Organic Chemistry Seminar
Keary graduated Phi Beta Kappa and summa cum laude from the University of Michigan, where he carried out research with Prof. Adam J. Matzger. During undergrad, he spent one summer with Prof. A. Stephen K. Hashmi at the University of Stuttgart as a DAAD RISE Fellow, and then spent the year after graduation performing research with Prof. Manfred T. Reetz at the Max-Planck-Institut für Kohlenforschung as a Fulbright Scholar and with Prof. Jan E. Bäckvall at Stockholm University as an IDECAT Exchange Fellow. He completed his graduate work jointly at The Scripps Research Institute with Prof. Jin-Quan Yu and the University of Oxford with Profs. Véronique Gouverneur and John M. Brown, earning a PhD in Chemistry and a DPhil in Biochemistry. During grad school, he also carried out summer research with Prof.
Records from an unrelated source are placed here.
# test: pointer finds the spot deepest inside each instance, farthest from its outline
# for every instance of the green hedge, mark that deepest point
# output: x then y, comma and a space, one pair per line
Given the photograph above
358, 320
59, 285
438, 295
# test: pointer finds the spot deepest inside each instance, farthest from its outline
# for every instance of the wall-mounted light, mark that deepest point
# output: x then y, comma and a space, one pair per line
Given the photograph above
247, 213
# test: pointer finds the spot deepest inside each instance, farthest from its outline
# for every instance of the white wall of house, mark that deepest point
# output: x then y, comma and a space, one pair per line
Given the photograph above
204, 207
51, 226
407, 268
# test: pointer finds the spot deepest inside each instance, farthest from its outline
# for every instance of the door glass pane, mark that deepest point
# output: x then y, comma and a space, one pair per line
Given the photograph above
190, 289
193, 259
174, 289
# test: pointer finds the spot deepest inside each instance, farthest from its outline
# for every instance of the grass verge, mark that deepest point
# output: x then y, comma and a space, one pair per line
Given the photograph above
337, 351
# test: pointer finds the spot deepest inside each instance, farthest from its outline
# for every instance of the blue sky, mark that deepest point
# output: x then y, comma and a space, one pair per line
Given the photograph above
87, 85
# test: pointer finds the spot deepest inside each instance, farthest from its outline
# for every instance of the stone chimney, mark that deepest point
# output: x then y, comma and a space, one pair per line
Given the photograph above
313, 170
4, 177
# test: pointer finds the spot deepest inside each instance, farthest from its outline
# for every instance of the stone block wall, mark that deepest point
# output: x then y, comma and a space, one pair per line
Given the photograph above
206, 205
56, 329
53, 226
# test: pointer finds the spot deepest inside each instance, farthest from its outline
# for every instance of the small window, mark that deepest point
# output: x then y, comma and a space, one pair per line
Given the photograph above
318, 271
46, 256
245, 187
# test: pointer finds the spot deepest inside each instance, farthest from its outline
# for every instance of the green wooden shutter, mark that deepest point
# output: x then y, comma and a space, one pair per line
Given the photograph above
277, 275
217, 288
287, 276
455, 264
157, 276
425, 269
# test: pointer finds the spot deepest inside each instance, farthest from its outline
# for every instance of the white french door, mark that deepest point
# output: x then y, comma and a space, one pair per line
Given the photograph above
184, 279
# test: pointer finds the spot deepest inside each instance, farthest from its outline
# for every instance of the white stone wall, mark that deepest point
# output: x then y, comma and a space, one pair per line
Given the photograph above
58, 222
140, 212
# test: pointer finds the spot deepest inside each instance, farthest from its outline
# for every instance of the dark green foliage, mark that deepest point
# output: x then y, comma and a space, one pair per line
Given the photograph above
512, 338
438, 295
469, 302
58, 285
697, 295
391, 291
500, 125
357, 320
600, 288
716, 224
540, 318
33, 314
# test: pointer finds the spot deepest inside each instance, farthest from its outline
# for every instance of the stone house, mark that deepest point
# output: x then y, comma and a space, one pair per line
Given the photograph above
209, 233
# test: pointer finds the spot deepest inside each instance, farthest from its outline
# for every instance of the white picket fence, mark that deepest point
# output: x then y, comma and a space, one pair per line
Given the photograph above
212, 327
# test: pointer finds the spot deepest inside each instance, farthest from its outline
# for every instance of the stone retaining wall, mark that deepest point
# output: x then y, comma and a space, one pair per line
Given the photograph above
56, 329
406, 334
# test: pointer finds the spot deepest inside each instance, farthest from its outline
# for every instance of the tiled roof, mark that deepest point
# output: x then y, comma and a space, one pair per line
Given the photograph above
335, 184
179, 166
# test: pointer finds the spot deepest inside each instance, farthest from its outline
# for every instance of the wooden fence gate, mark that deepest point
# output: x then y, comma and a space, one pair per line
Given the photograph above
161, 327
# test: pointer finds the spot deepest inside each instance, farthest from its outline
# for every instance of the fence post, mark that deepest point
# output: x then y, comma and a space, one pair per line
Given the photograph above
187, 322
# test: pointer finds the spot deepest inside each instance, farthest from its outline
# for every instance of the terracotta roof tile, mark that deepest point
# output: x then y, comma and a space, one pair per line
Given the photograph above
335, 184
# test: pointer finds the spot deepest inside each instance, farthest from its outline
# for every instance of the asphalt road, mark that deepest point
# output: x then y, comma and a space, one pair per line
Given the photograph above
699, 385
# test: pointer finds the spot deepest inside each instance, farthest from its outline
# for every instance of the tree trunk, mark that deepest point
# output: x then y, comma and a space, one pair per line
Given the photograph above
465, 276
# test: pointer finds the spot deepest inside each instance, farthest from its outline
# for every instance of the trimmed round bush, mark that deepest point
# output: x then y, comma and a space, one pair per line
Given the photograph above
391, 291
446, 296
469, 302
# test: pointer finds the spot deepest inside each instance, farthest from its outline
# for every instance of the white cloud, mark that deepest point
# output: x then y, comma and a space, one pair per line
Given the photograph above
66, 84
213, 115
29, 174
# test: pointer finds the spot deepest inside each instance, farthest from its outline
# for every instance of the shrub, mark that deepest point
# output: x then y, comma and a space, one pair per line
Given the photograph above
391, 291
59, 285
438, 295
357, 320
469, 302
Kyoko Nozaki at the University of Tokyo as an NSF/JSPS EASPI Fellow. After completing a two-year appointment as an NIH Postdoctoral Fellow with Prof. Robert H. Grubbs at Caltech, Keary joined the faculty at The Scripps Research Institute in the summer of 2015. His research interests lie at the interface of organometallic chemistry, organic synthesis, and catalysis. Outside of the lab, Keary enjoys running long distances, eating fried chicken, drinking good beer, and spending time with his wife and dog.
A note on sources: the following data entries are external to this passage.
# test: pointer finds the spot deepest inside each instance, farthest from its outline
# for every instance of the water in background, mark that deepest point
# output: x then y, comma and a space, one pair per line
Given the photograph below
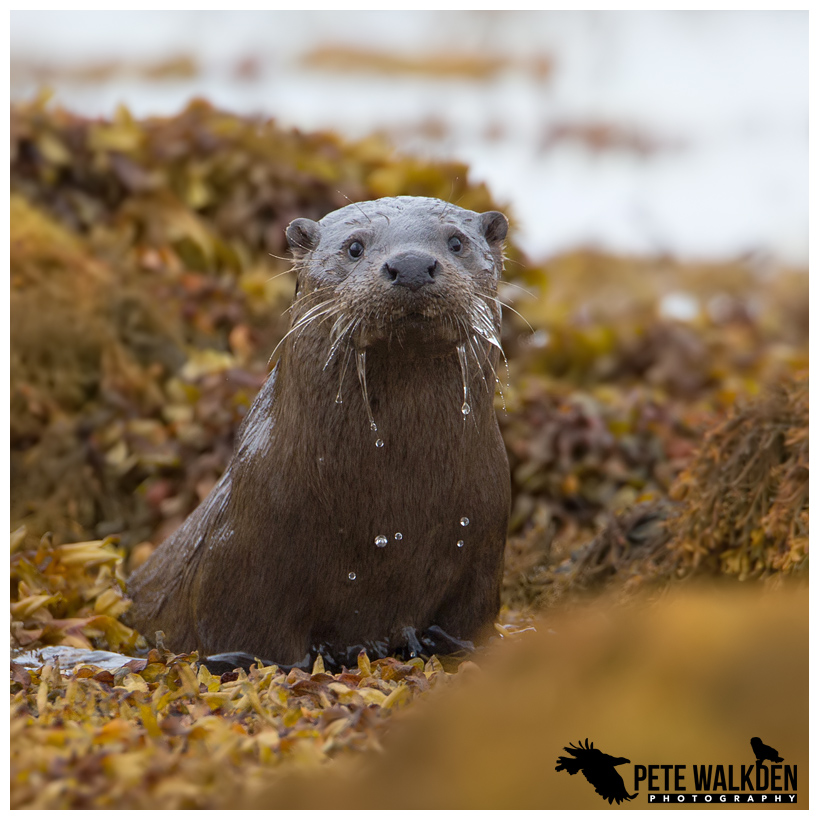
635, 132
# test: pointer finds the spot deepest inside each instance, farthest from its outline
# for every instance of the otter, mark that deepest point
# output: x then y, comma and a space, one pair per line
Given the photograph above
367, 500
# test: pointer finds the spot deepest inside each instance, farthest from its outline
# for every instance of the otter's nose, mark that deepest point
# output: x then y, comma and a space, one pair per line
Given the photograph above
411, 270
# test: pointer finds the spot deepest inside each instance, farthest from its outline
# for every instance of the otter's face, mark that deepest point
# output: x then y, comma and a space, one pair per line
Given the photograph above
411, 270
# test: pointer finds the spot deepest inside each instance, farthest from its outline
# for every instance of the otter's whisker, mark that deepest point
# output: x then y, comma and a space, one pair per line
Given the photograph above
465, 408
303, 321
508, 307
361, 367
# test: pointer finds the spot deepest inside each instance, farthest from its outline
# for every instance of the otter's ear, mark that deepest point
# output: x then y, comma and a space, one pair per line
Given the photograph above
494, 226
302, 236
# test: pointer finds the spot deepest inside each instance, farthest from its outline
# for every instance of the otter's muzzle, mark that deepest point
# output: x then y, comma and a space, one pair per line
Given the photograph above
410, 269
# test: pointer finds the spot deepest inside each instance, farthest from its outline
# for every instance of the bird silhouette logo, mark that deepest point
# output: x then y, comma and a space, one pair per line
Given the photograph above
598, 769
764, 752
Vicinal (1,2-disubstituted) functional group motifs are ubiquitous in structurally complex small molecules that are of academic and industrial importance, including many widely used pharmaceutical agents. Many such functional group combinations, however, remain exceptionally challenging to synthesize. The goal of research in the Engle lab is to develop a general catalytic platform for alkene and alkyne difunctionalization to introduce a diverse array of functional groups at each of the two carbon atoms in a programmable fashion. Our central hypothesis is that is that Lewis basic directing groups can be used to: (1) control the regioselectivity of Heck- and Wacker-type alkene addition, (2) stabilize the resultant alkylmetal intermediate to allow to allow efficient downstream trapping, and (3) enhance selectivity for three-component coupling over competitive two-component coupling. This concept has been used to expand the synthetic toolkit to include new retrosynthetic disconnections, including “homo-Michael” addition and β,γ-vicinal dicarbofunctionalization of alkenyl carbonyl compounds.